According to a line in one of Franz Ferdinand's newest ditties, Goodbye Lovers & Friends, Alex Kapranos hates pop music. This seems like a bit of a white lie, given that his band evidently remain stylish purveyors of hummable guitar-pop.
This gig, celebrating their first album in four years, opened as it meant to go with the sharp Right Action, complete with a whacking great big sing-a-long friendly chorus. The years away seem to have crystallised the group's idea of what they do, with the majority of new tunes sounding as if they could have been lifted from their first album, never mind a fourth.

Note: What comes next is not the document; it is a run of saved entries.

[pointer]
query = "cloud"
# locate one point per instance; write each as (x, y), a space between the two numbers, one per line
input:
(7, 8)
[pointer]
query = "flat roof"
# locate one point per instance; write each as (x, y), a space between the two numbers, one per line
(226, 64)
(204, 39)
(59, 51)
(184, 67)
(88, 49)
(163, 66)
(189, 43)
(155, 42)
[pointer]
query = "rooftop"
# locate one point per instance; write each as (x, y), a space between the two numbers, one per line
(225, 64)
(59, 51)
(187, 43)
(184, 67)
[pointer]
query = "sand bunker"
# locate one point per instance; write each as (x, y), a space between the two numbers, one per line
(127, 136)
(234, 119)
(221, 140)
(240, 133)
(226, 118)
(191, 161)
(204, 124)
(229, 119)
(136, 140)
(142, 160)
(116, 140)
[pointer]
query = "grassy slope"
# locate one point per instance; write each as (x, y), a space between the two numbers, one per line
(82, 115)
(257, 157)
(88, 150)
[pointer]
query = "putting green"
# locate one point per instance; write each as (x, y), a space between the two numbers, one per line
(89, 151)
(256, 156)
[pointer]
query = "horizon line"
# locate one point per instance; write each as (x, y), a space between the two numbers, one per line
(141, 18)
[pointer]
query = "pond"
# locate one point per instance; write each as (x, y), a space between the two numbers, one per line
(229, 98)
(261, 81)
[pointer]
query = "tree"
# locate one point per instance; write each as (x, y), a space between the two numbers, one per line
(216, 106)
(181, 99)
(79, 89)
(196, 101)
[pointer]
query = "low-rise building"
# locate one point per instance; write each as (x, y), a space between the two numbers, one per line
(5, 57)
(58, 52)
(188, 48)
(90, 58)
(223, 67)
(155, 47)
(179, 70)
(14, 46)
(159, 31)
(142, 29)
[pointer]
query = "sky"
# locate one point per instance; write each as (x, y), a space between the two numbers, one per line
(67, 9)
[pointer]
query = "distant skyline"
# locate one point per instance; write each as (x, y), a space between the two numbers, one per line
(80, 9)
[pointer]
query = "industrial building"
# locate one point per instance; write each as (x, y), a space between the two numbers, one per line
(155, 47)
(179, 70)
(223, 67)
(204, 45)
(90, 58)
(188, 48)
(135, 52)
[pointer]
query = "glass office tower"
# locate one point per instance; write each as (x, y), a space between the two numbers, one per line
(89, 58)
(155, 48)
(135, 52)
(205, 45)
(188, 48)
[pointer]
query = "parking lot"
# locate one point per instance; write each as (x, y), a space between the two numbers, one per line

What has changed from a few years back is the pleasure the band seemed to take from it all. If their tours in 2009 were polished but perfunctory, here was guitarist Nick McCarthy going for a stage dive, or Kapranos strutting across the stage in full pomp during a pounding Matinee and sounding lusty on Do You Want To's greasy glam-rock, feeding off a raucous crowd .
He did find time to acknowledge his mum, like a good lad, and musically the new songs were close to familiar ground too, snappy riffs aplenty. There is a valid argument that bands should seek to explore new territory, but Fresh Strawberries' blend of gloomy lyrics and sunny melody, and Treason! Animals' Kraut-rock backbone (which let drummer Paul Thomson cut loose) suggested a foursome grasping their own identity again.
Mighty versions of Take Me Out and Michael not only sparked delirium, but also served as a reminder that they've always been a band with the dancefloor at their core. There was enough here to suggest they're worth another spin.